Time to leave has come and gone

iVillage Member
Registered: 10-24-2008
Time to leave has come and gone
15
Sat, 11-22-2008 - 6:43am

Hi all! Sorry I have been away so long I was in the hospital for 10 days. I was very, very sick w/ a double kidney infection, but I am all better now. At least physically.

I am sure that those of you who know me and my story will remember that I gave my AP until Christmas to be in his own place, and settled, or I was moving on. Then just to get his attention in September I told him that I wanted to see other people. I know it was very immature, but it worked...kind of. Two weeks later he comes to me and tells me he is two months ahead of schedule, and would be ready by October. Well, here we are mid-November, and he still at home w/ the W.

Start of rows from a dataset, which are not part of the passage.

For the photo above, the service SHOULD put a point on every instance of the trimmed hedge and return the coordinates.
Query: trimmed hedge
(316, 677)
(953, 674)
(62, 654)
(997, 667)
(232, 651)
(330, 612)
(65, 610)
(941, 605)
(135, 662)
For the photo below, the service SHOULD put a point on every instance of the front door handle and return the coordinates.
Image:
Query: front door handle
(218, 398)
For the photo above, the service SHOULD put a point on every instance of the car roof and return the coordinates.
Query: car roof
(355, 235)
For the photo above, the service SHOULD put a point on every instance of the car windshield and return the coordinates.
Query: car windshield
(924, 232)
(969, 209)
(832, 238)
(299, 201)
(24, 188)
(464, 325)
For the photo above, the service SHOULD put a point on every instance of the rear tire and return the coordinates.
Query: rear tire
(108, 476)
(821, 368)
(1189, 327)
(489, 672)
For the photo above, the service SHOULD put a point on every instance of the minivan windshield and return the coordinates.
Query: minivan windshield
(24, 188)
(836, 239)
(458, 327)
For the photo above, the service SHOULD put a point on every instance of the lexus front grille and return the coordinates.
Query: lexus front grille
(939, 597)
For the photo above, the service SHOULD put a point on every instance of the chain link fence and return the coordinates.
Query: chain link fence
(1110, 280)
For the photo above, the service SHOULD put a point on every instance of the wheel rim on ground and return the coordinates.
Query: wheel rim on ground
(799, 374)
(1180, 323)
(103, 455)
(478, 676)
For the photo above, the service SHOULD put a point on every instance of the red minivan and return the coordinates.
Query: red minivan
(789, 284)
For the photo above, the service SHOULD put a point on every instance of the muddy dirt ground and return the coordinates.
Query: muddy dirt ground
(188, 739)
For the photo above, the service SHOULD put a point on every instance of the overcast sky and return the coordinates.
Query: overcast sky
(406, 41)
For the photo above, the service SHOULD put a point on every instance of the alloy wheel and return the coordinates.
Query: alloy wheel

I got really upset yesterday when we began talking about Thanksgiving. I asked him what he was doing, and his reply was that his brother and his W, and her sister, and her H were coming over. I was like "Oh isn't that nice, couples Thanksgiving dinner at your house." "I am sure everyone will have a smashing time." and hung up. He calls me back, and I ask him how does he think that makes me feel. ANOTHER holiday alone.....that's F*cking fantastic!

The worst part of it all is he asked me for an extension on his move out date. I told him "Take all the time you need Honey." "But I won't be there." I just have this feeling that this years holidays are REALLY going to suck for me.

I feel so alone, and used. He says he loves me, and wants us to be a family, and I am the one who gave him a year to get his things in order, but I just feel like it's never going to happen.

This time of year is hard for me because my mom died on Dec 1, I lost a baby on Jan 1, and I had a brother die on Thanksgiving day, and another brother die on Feb 6th. So I usually get a little low around this time. Plus being in law enforcement I see so many kids that have NOTHING, and that usually upsets me too.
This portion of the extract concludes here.